You are viewing a plain text version of this content. The canonical link for it is here.
Posted to user@uima.apache.org by Olivier Terrier <ol...@temis.com> on 2008/07/21 16:34:21 UTC

UIMA chunking

Hi all,
Sometimes we are facing the problem of processing collection of "big" documents.
This may leads to an instability of the processing chain: out-of-memory errors, timeouts etc...
Moreover this it not very efficient in terms of load balancing (we use CPEs with analysis engines deployed as Vinci remote services on several machines).
We would like to solve this problem implementing a kind of UIMA document chunking where
big documents would be splitted into reasonable chunks (according to a given block size for example) at the beginning of the processing chain and merged back into one CAS at the end.
According to us, the splitting phase is quite straightforward : a CAS multiplier
splits the input document into N text blocks and produce N CASes.
Chunking informations like:
- document identifier
- current part number
- total part number
- text offset
Are stored in the CAS.
The merging phase is much more complicated : a CAS consumer is responsible for intercepting each "part" and store it somewhere (in memory or serialized on the filesystem), when the last part of the document comes in, all the annotation of the CAS parts are merged back taking into account the offset.
As we use a CPE, the merger CAS consumer can't "produce" a new CAS. What we have in mind is to create a new Sofa "fullDocumentView" in the last CAS "part" to store the text of the full document along with its associated annotations.
Another idea is to use sofa mappings to leave unchanged our existing CAS consumers (that are sofa-unaware) that come after the merger in the CPE flow.
      CPE flow:
      
    CAS SPLITTER
_InitialView: text part_i
fullDocumentView: empty
          |
         AE1  
_InitialView: text part_i + annotations AE1
fullDocumentView: empty
          |
        ...
          |
         AEn
_InitialView: text partN + annotations AE1+...+AEn
fullDocumentView: empty
          |
     CAS MERGER
_InitialView: text part_i + annotations AE1+...+AEn
fullDocumentView: if not last part = empty
                  if last part = text + annotations merged part1+...+partN
          |
      CONSUMER (sofa-unaware)
MAPPING cpe sofa : fullDocumentView => component sofa : _InitialView
_InitialView: text + annotations merged part1+...+partN

The tricky operations are:
- caching/storing the CAS 'parts' in the merger: how (XCAS, XMI, etc..) ? where (memory, disk, ...)?
- the merging of CAS 'parts' annotation into the full document CAS.
- error management: what append in case of errors on some parts?
We would like to share the thoughts/opinions of the UIMA community regarding this problem and the possible solutions.
Do you think our approach is the good one?
Does anybody has already faced a similar problem?
As far as possible we don't want to reinvent the wheele and give priority to a generic and ideally a UIMA-builtin implementation.
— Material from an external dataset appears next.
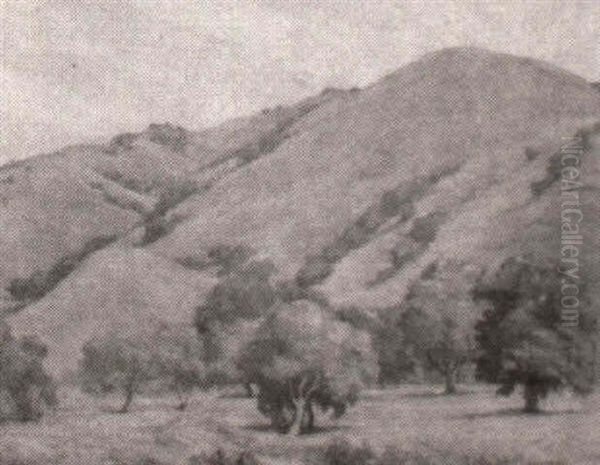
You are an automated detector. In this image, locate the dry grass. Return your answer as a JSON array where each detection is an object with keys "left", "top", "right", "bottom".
[{"left": 0, "top": 385, "right": 598, "bottom": 465}]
We are of course ready to contribute to this development if the community find a generic solution.
Regards
Olivier Terrier - TEMIS 

Re: UIMA chunking

Posted by Burn Lewis <bu...@gmail.com>.
One approach is to use another CAS Multiplier for the merge ... it would
take in the N chunks and produce an output CAS only when the N-th has been
processed.  Any later processing would be independent of the chunking that
preceded it.  This merging CM could also handle any out-of-order segments
that can occur if you scale out your annotators.  The CasCopier class makes
it relatively easy to copy all FeatureStructures and update their offsets as
necessary.

Burn.